As the federal government continues to hunt for more ways to collect taxes, some tax experts note that tax litigation is becoming more acrimonious. The issues that get to court range widely, from simple missed limitation periods to objections from large corporations about fairness.
In the May 2013 decision in Ficek v. the Attorney General of Canada, for instance, the Federal Court of Canada (FCC) considered an application from Winnipeg taxpayer Alice Ficek. She had sought to have her 2010 tax return assessed in a timely manner. There was evidence that the Winnipeg office of the Canada Revenue Agency (CRA) had been deliberately delaying the assessment until it completed the audit of a controversial charitable donation-related tax shelter that Ficek had used. Thousands of other taxpayers had used the same tax shelter, known as Global Learning Gifting Initiatives, and had their tax credits denied.
Ficek’s tax return was assessed a few months before the hearing, but she continued the action, seeking a clarification of the CRA’s obligations. The FCC found, in rendering a clarification that sided with the taxpayer, that the CRA was using the delay to discourage other taxpayers from using the same tax shelter. Delaying assessments for that purpose is not permitted, the FCC found, concluding the CRA had failed in its duty to assess Ficek’s return with all due dispatch, as required by law.
In another decision delivered in May, Hansen v. The Queen, a self-represented taxpayer who was a subcontractor and who testified that he was using payday loans to support his family, appealed his assessment to the Tax Court of Canada (TCC). It was central to Hansen’s case that a CRA auditor had not competently reviewed his affairs and incorrectly concluded that the amounts of the loans were income.
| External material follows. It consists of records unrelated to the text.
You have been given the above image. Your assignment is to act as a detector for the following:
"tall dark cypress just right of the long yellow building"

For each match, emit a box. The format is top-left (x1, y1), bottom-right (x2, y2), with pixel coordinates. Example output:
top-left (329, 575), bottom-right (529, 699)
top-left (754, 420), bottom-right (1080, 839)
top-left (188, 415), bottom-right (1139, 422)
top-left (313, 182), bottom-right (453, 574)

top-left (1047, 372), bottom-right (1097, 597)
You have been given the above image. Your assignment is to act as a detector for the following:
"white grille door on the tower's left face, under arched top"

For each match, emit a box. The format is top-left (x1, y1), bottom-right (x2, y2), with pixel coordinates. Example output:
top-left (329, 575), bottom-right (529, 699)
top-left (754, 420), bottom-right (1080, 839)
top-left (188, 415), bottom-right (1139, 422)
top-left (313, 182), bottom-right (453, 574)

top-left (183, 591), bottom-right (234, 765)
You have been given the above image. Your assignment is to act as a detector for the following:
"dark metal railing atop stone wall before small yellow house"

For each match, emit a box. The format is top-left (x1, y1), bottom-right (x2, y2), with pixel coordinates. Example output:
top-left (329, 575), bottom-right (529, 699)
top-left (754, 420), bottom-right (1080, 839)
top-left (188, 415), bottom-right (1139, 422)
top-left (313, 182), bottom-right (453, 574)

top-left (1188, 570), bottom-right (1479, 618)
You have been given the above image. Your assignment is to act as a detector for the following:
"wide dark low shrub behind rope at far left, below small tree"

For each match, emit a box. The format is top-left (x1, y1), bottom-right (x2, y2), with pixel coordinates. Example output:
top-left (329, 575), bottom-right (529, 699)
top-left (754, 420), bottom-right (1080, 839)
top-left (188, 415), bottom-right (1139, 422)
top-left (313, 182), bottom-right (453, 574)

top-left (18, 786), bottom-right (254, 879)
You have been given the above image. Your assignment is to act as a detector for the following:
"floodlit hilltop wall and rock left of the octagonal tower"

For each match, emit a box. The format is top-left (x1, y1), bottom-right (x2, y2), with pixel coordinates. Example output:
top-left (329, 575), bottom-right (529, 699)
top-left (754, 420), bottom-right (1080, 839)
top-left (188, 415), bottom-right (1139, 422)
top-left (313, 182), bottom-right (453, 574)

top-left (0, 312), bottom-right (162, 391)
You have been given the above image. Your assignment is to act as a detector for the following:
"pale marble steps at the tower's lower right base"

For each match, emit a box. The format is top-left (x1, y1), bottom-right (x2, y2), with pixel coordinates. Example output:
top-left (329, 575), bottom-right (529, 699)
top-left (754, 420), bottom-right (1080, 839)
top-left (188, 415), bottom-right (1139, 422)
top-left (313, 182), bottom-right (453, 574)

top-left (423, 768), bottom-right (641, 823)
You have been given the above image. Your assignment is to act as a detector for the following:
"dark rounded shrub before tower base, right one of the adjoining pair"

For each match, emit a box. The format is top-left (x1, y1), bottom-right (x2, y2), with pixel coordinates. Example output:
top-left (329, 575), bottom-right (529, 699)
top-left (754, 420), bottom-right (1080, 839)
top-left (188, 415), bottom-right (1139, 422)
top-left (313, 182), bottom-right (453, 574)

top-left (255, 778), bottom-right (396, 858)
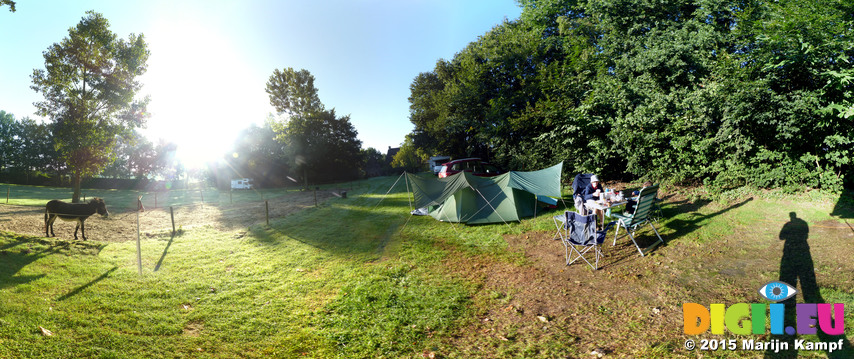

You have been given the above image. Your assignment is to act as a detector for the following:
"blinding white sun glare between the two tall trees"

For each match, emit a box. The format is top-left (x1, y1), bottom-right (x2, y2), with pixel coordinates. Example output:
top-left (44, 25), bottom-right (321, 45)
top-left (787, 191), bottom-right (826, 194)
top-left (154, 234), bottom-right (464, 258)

top-left (141, 15), bottom-right (271, 169)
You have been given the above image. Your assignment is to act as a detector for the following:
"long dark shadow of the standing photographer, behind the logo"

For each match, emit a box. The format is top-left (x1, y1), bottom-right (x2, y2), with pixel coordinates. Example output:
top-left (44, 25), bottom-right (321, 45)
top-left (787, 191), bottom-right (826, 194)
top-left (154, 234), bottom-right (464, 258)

top-left (765, 212), bottom-right (854, 358)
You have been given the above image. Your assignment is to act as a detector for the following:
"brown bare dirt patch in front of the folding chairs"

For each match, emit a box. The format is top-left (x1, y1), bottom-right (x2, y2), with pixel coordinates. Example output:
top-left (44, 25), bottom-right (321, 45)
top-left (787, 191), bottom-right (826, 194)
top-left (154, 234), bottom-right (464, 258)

top-left (448, 233), bottom-right (681, 356)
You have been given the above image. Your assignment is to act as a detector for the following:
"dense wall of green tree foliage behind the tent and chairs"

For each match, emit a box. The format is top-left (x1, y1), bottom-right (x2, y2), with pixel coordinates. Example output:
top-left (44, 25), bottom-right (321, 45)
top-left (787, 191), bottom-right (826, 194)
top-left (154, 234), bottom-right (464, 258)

top-left (410, 0), bottom-right (854, 190)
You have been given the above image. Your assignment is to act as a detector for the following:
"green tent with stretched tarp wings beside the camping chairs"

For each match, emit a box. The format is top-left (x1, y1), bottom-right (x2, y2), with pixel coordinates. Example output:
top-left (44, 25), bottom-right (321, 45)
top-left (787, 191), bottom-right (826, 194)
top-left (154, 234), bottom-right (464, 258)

top-left (406, 163), bottom-right (563, 224)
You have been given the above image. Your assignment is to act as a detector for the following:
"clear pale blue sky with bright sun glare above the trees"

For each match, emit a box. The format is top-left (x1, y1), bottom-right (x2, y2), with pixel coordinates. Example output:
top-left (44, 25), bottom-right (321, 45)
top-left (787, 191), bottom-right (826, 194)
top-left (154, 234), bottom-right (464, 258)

top-left (0, 0), bottom-right (521, 166)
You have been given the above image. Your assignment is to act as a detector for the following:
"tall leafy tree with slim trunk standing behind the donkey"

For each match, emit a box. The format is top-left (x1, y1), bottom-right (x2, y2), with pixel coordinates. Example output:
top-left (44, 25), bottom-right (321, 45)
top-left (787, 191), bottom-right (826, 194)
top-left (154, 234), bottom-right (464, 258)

top-left (31, 11), bottom-right (149, 202)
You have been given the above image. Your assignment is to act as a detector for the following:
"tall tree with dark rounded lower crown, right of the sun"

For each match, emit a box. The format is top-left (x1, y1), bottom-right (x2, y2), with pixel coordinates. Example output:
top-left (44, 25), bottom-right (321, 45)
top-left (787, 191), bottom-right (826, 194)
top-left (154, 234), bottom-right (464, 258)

top-left (267, 68), bottom-right (362, 186)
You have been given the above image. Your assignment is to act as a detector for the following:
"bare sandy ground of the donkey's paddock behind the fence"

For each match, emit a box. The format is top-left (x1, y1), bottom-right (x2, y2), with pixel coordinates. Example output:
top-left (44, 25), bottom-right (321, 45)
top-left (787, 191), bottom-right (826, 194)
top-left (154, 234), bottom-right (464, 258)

However, Hansen, apparently confused by ambiguous communications from the CRA, missed a crucial deadline for filing a notice of objection to the assessment. Such a notice was a procedural requirement; as a result, the TCC lacked the jurisdiction to make an order to extend the deadline for the notice.
The TCC reluctantly held for the CRA. The decision by Justice Joe Hershfield notes that the assessment process can be a blunt instrument that makes self-defence in the face of a CRA audit difficult, at best, for all but the most meticulous record-keepers.
Hershfield was candid in his assessment of the CRA’s conduct: I also believe [the taxpayer’s] story needs to be told. It’s one that, regrettably, we hear all too frequently.
Large corporations are not immune to what some experts view as some overly aggressive CRA tactics. A February 2013 decision from the Federal Court of Appeal (FCA) deals with complaints by several financial services institutions, including RBC Life Insurance Co. and BMO Life Insurance Co., that arose after the CRA applied for and received orders compelling these companies to release confidential information about clients who had socalled 10/8 plans with these companies.
(For more on 10/8s, see story on page B4.) The applications were made ex parte meaning no notice needed to be given to the companies. The FCC subsequently rescinded the orders when it learned the CRA had withheld relevant facts about the application.
One of the those facts, the FCC noted, was: The Canada Revenue Agency’s decision to send a message to the industry’ by refusing to answer the advance income ruling request [by the plaintiff companies] and to take measures to chill the 10/8 plan business, in part by undertaking an audit blitz’.
On appeal by the CRA, the FCA upheld the FCC’s revocation of the ex parte orders, noting that: The Federal Court did find that a valid audit purpose existed, but it found it to be a secondary or subservient purpose to the primary purpose of chilling the respondent’s business concerning the 10/8 plans.
Ed Kroft and David Ross, lawyers with Blake Cassels & Graydon LLP in Toronto, recently co-authored a paper that refers to many other recent decisions that reflect what they refer to as the acrimonious state of tax dispute-resolution practice in Canada. The paper, entitled Recent Canadian cases on issues in Canadian tax dispute resolution, can be accessed on the law firm’s website, www.blakes.com.
Perhaps in reaction to this trend, the then minister of revenue, Gail Shea, announced an addition to the federal Taxpayers’ Bill of Rights in June 2013. This addition, Article 16, states: You have the right to lodge a service complaint and request a formal review without fear of reprisal.
Taxpayer ombudsman Paul Dubé recently highlighted Article 16. According to a newsletter that Dubé released this past August, Article 16 means that, if you lodge a service complaint and request a formal review of a CRA decision, you can be confident that the CRA will treat you impartially, and that you will receive the benefits, credits and refunds to which you are entitled, and pay no more and no less than what is required by law. You should not fear reprisal.